Necropsy Findings of Carcasses and Histopathology of Liver in Aflatoxicosis Epizootics of Duck
The overall death for the said period was 7080, of which 627 ducks were died of due to hepatitis and aflatoxicos for a period of 5 years since 2011-12 to 2015-16. The hepatitis and hepatitis on aflatoxicosis found to be increasing trends in the duck farm. The average hepatitis along with aflatoxicosis during this period calculated to be 8.85% of total deaths. The clinical signs of aflatoxicosis were impetance, retarded growth, loss of body weight, dehydration, indigestion, roughed feathers and skinny, lameness and ataxia, cyanosis, convulsion, voice change to hiss, drop of egg production, egg bound, ocular discharge, blindness, huddle together, nervous signs and pendulous abdomen. Pathological lesions liver and kidney with haemorrhagic liver, fatty infiltration with enlargement necrotic patches, some cases of white calcified spot in liver, weak and thin liver with blackish hue also observed. Liver decolourized to yellowish and mottled. Kidney showed enlargement with white spotted calcified zone, haemorrhagic pale and white spotted in colour. Gastrointestinal tract mostly found empty with mucous secretion and thin of gastric lumen. Cardiac size revealed atrophic,ischemic, rounded and thin musculature. The concentration of aflatoxons in feed rages from 20-30ppb.

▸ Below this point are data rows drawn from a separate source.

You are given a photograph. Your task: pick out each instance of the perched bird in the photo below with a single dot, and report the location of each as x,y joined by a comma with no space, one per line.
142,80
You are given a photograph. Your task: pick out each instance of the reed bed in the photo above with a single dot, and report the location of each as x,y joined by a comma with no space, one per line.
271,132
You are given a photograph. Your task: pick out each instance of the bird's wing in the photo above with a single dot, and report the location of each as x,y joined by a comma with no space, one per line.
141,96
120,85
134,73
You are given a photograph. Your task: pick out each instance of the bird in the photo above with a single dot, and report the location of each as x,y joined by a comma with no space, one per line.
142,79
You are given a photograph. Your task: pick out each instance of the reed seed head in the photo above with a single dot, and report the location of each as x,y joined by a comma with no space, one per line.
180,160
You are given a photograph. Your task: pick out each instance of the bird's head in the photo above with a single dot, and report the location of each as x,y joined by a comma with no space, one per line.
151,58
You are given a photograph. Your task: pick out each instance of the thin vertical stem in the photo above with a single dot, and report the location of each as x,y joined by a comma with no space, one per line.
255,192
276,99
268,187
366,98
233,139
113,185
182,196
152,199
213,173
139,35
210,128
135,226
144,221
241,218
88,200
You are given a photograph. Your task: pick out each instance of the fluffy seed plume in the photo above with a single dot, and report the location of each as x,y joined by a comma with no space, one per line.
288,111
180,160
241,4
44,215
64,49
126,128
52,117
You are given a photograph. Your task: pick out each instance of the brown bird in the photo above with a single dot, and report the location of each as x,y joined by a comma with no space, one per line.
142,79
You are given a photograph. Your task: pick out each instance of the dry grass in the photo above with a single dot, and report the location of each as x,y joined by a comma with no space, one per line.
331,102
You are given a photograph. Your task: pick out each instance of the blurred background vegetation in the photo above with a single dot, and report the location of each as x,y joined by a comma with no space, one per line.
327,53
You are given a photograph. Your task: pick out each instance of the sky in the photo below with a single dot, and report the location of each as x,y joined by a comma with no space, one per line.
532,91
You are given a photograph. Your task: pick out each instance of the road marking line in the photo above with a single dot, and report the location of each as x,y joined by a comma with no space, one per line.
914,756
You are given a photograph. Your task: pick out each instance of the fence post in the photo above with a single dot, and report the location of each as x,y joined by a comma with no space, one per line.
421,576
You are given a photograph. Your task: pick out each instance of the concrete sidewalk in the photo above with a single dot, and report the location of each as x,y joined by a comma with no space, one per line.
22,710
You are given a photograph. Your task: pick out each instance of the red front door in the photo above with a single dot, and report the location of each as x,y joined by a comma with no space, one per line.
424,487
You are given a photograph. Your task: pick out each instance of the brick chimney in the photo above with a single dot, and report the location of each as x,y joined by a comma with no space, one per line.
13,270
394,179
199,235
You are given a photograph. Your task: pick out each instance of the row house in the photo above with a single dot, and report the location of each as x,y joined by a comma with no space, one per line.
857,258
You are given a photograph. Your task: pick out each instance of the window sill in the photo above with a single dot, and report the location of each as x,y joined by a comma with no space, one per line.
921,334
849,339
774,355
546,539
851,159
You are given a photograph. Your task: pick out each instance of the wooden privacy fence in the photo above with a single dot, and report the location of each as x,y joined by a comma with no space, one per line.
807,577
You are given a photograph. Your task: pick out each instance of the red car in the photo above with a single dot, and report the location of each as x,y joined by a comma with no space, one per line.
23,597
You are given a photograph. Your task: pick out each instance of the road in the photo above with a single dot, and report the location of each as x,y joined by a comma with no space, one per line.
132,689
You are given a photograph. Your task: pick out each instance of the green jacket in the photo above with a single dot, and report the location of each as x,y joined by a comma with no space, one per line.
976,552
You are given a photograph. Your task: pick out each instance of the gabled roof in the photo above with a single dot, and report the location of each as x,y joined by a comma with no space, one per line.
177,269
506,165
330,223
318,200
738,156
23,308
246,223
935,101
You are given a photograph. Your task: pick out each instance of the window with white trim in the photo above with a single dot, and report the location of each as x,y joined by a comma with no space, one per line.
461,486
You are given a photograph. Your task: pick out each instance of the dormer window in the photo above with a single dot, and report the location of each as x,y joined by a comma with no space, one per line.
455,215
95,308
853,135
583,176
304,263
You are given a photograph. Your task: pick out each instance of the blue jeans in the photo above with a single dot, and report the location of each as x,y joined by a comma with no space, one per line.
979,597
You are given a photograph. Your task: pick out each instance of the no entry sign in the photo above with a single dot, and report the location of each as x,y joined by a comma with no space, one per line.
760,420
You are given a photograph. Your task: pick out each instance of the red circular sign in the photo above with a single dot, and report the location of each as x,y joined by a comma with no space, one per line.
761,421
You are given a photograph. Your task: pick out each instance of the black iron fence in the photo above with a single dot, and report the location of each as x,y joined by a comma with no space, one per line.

Keywords: Aflatoxicosis; Duck; Necropsy; Carcass; Histopathology; Epizootics; Prevalence
Aflatoxins are poisonous and carcinogenic chemicals produced by several species of fungi like Aspergillus flavus and Aspergillus parasiticus. There are several chemical compounds of aflatoxins namely B1 and B2, G1 and G2, G1 and M1 and M2. The aflatoxicosis is a serious problem in of animal production and human nutrition. The susceptibility with aflatoxins varies in species of animals. The ducks and rabbits are most susceptible animals in comparison to other animals like turkey, cat, pig, chicken, sheep and goat . The aflatoxicosis is highly economically significant disease that occurs in poultry through feed and supplements contamination. Due to cumulative accumulation of toxins in liver and muscle that causes retarded growth and reduce feed efficiency. It also impairs the normal health of the birds, and causes liver and kidney damage. The ducks, particularly ducklings are 200 time more susceptible than chicken .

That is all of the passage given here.